Lima Twist opens downtown with wagyu burgers, pricey cocktails, and a luxe look

Tierney Plumb is the editor of Eater DC, covering all things food and drink around the nation's capital.

Lima, downtown’s scene-y bottle service staple that closed in 2015 after a 10-year run, is back with a heightened focus on food and new identity as Lima Twist.

The sophisticated reboot by owner Masoud Aboughaddareh opens with a Latin-hopping lineup of ceviches, crudo, empanadas, a tomahawk for two, pisco sours, mofongo, and meaty mains like a filet and ribeye dressed with chimichurri. Lima Twist (1411 K Street NW), opening Wednesday, June 22, is situated above the original location.

For the cult club’s next chapter, Lima Twist caters to a grown-up fan base with disposable incomes. Cocktails built with higher-end spirits start at $20, and a wagyu burger at $32 is considered one of the cheaper entrees.

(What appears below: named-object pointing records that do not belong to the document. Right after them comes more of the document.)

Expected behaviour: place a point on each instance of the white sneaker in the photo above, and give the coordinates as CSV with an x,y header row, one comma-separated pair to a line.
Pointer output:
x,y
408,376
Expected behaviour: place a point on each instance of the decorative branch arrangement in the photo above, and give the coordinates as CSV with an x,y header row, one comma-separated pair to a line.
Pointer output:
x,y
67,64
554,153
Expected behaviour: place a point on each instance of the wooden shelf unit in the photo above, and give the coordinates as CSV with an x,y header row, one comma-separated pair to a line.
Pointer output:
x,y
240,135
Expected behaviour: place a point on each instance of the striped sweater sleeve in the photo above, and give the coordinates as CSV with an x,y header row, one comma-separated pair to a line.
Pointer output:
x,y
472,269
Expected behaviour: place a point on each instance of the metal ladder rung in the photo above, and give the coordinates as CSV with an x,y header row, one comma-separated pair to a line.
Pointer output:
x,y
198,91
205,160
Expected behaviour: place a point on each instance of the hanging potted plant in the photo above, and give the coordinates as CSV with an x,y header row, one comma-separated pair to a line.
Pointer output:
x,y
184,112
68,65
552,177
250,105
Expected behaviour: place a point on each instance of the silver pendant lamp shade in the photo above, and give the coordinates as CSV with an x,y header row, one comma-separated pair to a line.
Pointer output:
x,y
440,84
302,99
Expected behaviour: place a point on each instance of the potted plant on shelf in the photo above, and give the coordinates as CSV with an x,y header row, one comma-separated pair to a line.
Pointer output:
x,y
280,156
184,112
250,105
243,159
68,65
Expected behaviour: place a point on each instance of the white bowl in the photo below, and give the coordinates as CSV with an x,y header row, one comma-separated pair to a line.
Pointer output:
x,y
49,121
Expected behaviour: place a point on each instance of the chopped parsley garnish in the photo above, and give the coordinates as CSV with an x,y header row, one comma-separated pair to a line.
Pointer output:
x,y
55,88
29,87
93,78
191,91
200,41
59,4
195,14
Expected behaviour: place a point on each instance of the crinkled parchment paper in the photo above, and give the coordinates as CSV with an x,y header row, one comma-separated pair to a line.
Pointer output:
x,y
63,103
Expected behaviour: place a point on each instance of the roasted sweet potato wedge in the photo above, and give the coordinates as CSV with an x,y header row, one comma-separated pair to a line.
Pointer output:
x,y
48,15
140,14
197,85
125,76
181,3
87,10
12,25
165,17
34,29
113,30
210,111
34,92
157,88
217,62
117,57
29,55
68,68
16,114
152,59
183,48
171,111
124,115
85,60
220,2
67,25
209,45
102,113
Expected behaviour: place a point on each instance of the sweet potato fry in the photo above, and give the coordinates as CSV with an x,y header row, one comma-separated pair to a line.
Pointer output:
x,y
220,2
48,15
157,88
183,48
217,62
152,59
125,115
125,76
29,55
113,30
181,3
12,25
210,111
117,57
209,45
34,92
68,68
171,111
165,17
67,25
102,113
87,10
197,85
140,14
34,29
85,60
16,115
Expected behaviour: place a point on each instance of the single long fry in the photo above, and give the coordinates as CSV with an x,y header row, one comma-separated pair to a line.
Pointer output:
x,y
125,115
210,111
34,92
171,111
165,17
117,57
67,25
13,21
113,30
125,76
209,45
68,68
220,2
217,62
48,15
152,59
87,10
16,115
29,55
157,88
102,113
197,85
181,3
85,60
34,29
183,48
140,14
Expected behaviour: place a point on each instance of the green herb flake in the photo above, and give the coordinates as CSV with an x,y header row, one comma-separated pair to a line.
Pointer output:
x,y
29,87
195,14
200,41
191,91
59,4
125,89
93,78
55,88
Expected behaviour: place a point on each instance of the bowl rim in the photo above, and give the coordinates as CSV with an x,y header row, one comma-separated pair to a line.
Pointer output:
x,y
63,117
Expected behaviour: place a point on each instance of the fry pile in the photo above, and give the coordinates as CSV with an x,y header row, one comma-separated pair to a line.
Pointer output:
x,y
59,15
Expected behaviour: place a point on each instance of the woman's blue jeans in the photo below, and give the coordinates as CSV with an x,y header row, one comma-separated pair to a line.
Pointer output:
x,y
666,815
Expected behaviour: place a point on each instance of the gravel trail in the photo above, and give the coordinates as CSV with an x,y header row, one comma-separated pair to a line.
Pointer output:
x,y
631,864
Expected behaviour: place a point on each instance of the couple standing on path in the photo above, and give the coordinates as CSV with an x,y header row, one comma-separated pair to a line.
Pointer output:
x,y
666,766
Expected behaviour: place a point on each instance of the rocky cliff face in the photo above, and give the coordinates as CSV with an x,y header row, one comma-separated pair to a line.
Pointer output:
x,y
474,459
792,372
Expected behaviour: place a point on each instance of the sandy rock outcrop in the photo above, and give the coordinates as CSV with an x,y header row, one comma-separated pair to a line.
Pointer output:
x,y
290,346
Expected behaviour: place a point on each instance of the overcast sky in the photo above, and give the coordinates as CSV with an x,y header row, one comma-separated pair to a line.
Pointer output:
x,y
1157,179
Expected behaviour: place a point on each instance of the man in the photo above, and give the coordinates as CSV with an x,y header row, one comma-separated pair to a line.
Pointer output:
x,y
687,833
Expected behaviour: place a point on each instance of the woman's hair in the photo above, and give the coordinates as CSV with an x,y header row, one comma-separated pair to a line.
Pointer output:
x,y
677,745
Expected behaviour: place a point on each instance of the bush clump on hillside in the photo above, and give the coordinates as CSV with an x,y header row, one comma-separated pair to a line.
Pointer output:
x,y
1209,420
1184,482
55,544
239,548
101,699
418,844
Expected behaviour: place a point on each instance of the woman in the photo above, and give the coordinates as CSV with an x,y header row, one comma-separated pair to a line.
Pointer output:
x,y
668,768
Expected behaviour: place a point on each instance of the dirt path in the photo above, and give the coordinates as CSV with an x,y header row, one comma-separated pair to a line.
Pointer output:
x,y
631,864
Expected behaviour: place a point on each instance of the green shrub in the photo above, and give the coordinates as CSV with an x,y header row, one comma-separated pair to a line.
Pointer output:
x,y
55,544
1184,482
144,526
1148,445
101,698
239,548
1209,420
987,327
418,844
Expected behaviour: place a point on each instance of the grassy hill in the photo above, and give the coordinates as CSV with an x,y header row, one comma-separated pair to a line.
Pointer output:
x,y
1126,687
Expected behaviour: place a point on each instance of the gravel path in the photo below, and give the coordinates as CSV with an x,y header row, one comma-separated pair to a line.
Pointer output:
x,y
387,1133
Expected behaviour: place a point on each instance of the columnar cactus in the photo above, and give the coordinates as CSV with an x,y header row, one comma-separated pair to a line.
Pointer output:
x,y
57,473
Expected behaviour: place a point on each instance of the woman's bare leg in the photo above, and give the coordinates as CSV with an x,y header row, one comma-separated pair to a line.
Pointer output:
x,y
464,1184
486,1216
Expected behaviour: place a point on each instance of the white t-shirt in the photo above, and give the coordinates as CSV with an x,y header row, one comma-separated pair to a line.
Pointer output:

A next-level margarita ($25) comes with Casamigos Blanco and Remy Martin 1738, while its espresso martini features homemade whipped cream and Chopin vodka.

Lima 2.0 is outfitted with plush couches and chairs, carpets, wooden tables, and dramatic artwork.
Wade Carter for Lima Twist
DJs have a dedicated perch overlooking the rectangular space.
Wade Carter for Lima Twist

Lima Twist’s chef Roshan Ashiq, who was born and raised in Emilia Romagna, Italy to a Pakistani family, showcases his upbringing in a risotto dish and beef tagliata flanked with Grana Padano and a balsamic reduction.

Lima Twist’s facade on an office building.
Wade Carter for Lima Twist

Nightlife vet Aboughaddareh always vowed to bring Lima back to D.C. in some form or fashion. The three-story original looked more like a club, with sleek white seating, glowing neon colors, and a menu largely centered around sushi. Lima 2.0 swings more industrial chic, with cement pillars, a geometric ceiling, metal light fixtures, and museum-like artifacts across one lengthy floor. Shimmering blue-and-gold wallpaper, velvet seating, and opulent chandeliers help soften the 5,000-square-foot space. Aboughaddareh and his wife, Golnaz, designed Lima Twist themselves.

Hours are Monday to Wednesday, 4 p.m. to midnight, Thursday until 2 a.m., and Saturday until 3 a.m. (closed Sundays); book a seat via Resy. Food is served until as late as 1 a.m. on weekends.

Crystal chandeliers run the length of Lima Twist, with a bar in the back.
Wade Carter for Lima Twist
Lima Twist has QR codes for ordering at each table.
Wade Carter for Lima Twist

During the pandemic, nearby nightlife stalwart Park at 14th also evolved into more of a sit-down restaurant while retaining its clubby roots. There’s now bottomless weekend brunch and a Caribbean dinner menu from a Fig & Olive alum, followed by late-night bottle service options.

Aboughaddareh proved Tysons was ready for its own clubstaurant with the opening of Greenhouse Bistro in 2016, which pushes both DJ nights and an Italian American menu.